Police officers eventually stopped him. It happened on New Year's Day, but the amazing dash cam of the incident is just making the rounds.
For several terrifying minutes, police chased a man driving the wrong way down SR 16 in Gig Harbor.
[trib_ndn vid=24287588 site_section=dash]
Gig Harbor police officer Joseph Hicks, when he when he finally caught up to the silver BMW, parked his cruiser in the left lane of the highway and watched as the car came at him head-on at 60 mph.
Despite the sirens and lights, the driver just kept going and used the shoulder to pass Hicks, who doubled back, passed the BMW and stopped in front of it.
The 81-year-old driver said he was taking a ride to the bank, not knowing he had driven for miles into oncoming traffic.
The most common form of dementia is Alzheimer’s -- a progressive, degenerative disease that affects the way sufferers think and their ability to reason.
Police say the man's license had recently been taken away for medical reasons.
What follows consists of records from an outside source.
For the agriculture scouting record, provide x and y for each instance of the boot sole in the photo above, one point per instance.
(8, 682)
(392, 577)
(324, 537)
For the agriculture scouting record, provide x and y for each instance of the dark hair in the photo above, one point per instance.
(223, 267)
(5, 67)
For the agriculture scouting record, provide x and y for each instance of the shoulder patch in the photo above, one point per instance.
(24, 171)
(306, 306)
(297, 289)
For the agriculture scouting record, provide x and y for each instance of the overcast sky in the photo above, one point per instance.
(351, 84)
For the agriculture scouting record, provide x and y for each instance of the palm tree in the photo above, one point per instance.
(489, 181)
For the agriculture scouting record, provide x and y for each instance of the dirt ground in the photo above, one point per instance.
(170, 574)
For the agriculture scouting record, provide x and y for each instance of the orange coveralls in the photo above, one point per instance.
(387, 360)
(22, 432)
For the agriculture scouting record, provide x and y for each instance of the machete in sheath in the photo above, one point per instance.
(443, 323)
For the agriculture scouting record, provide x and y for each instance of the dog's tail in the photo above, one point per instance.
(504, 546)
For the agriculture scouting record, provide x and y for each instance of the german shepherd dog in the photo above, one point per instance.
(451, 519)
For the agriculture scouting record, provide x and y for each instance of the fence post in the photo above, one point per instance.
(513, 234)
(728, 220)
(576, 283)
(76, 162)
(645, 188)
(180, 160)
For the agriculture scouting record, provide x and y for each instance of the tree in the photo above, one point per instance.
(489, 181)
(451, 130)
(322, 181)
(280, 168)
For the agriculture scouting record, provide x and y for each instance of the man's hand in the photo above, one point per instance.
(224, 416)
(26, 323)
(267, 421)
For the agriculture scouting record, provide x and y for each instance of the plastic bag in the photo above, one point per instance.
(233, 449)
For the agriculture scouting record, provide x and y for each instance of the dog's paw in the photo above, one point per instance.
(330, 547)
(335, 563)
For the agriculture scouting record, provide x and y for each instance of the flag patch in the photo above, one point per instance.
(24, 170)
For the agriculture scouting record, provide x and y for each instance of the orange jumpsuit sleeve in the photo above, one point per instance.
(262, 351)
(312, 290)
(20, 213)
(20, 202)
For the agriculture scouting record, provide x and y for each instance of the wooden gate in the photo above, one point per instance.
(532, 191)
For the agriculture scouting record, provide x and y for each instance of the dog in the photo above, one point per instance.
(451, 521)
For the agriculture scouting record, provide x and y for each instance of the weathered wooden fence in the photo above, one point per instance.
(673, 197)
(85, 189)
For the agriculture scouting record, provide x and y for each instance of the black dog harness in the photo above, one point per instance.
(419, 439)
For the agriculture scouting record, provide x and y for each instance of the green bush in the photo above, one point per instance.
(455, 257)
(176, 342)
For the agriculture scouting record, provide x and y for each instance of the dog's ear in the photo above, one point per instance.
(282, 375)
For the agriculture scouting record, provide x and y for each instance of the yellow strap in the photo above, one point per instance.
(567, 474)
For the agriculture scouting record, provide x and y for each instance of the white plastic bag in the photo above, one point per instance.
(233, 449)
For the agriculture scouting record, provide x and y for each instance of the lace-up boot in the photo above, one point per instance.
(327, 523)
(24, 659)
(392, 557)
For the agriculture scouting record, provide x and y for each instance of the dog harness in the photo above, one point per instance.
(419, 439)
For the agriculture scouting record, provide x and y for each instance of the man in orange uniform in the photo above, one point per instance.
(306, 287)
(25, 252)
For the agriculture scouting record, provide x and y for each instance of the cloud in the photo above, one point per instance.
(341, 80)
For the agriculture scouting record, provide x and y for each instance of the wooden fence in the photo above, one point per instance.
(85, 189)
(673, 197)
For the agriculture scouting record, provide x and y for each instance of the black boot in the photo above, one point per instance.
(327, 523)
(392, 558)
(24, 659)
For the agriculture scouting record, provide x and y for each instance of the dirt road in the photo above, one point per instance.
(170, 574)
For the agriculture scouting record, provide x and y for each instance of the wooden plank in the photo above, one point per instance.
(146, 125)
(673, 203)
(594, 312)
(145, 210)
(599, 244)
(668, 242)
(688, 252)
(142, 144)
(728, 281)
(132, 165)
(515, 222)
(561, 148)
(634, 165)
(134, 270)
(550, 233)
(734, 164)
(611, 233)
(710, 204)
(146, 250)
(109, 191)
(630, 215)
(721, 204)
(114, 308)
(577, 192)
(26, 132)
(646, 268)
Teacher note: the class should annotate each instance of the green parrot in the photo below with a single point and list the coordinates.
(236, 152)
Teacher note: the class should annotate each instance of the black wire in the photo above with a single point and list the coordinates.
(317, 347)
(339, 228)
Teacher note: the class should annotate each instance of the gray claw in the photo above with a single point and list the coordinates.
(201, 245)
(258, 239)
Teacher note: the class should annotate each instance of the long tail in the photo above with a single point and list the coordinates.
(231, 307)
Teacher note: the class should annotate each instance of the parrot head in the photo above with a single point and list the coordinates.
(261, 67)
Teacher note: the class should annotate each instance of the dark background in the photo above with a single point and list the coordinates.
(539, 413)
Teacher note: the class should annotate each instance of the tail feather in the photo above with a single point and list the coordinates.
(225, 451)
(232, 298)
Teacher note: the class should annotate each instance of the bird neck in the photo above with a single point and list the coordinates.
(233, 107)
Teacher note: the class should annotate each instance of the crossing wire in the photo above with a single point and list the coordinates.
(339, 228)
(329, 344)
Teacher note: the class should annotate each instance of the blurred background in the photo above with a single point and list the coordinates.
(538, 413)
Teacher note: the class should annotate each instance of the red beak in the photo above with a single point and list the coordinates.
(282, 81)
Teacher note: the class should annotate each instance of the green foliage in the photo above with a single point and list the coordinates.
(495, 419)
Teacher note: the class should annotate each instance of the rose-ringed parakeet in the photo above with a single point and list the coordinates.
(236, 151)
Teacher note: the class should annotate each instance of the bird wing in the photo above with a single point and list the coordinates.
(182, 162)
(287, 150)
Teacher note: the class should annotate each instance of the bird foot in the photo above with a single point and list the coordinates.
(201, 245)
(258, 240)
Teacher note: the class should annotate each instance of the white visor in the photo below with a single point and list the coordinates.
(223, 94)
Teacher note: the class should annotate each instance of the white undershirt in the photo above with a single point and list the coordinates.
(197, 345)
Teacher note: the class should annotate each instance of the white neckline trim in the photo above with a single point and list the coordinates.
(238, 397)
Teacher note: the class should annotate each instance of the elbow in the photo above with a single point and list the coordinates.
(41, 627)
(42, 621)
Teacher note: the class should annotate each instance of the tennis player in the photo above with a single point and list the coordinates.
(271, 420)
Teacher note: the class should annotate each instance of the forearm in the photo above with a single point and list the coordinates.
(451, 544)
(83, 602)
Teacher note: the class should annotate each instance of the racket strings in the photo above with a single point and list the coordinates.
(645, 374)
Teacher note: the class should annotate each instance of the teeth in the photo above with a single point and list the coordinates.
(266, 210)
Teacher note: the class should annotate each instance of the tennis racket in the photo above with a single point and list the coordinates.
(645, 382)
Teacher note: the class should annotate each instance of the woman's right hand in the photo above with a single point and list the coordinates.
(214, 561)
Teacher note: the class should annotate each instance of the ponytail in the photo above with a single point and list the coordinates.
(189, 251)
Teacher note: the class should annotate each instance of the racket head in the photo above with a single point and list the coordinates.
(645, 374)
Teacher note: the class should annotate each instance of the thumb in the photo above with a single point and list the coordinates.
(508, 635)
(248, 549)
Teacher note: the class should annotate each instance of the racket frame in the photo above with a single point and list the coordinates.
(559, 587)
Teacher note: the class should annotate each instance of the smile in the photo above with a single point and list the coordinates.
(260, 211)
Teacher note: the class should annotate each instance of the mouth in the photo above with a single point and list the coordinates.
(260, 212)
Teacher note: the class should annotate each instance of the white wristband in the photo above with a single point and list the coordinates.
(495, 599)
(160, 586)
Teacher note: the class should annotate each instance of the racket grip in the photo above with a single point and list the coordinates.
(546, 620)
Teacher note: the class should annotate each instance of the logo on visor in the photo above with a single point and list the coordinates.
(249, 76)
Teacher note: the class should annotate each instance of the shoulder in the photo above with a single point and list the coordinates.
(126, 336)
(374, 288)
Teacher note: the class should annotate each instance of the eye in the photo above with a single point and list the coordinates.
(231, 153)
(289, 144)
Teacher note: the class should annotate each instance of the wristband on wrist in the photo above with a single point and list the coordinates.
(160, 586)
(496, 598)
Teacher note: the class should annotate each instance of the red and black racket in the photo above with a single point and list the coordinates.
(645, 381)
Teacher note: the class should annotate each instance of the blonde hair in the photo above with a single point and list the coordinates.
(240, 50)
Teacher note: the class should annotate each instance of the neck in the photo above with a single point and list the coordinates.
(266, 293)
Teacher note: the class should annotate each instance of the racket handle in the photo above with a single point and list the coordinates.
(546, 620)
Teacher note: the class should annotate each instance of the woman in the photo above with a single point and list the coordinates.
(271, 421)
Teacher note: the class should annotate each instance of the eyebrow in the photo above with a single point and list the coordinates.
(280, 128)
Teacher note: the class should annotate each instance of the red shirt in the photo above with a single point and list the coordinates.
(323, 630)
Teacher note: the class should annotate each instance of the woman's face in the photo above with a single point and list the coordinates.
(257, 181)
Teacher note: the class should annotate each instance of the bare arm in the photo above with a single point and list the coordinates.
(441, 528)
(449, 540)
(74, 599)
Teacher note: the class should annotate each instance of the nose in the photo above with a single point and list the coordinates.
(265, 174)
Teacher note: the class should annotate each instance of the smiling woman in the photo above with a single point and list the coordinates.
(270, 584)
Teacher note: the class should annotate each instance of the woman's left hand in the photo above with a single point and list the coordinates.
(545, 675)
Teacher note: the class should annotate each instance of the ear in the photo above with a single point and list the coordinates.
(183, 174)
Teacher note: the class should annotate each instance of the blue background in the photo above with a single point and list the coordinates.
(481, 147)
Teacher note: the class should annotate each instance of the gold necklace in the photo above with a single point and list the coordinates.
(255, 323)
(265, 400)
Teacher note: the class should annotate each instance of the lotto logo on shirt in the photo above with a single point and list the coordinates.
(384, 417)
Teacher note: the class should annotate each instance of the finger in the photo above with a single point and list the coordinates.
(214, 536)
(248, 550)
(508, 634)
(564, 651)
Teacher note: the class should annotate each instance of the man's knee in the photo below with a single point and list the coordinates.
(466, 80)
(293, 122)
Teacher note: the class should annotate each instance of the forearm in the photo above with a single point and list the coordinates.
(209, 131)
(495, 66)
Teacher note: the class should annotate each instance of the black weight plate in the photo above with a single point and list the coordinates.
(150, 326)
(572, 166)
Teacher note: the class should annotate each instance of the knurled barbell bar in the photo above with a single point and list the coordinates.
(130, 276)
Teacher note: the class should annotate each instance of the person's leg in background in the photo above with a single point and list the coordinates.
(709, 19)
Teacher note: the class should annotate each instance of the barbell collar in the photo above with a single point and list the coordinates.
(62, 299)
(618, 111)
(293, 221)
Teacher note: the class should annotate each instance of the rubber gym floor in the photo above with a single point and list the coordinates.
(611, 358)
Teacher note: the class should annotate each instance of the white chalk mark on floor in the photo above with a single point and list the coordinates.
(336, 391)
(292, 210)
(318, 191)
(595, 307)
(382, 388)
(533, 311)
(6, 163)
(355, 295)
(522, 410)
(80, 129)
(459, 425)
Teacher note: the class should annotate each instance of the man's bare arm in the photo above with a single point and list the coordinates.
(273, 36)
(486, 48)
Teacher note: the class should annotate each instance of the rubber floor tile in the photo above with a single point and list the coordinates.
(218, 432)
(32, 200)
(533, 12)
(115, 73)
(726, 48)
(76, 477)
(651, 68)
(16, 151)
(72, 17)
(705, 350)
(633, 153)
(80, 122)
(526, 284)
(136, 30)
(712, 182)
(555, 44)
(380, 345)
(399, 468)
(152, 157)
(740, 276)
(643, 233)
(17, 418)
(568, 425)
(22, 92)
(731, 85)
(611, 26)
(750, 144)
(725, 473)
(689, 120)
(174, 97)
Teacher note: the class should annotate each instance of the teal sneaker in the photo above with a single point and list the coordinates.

And making matters worse, police reports show he'd been drinking, with a blood-alcohol level of 1.0, higher than the driving limit of 0.8.
"The gentleman probably did not understand he was doing something wrong. I doubt he realized that his driver's license had been suspended or taken away, I doubt he recognized that the alcohol played a role in what was going on,” said Joanne Maher, director of programs for the Alzheimer's Association.
No one was hurt that day, but Maher said cases like that are common. That’s why early detection and planning are key to living with someone with the disease.
"There are a lot of other safety issues out there, like guns in the house or using power tools, cutting the grass. It's a matter of deciding when the person is no longer capable of doing it, but they may not understand it themselves," Maher said.
In this case, it seems the man's wife is having trouble controlling him, and the Alzheimer's Association said that's very common. Caring for someone with this disease can take an extreme toll on the caregiver, Maher said.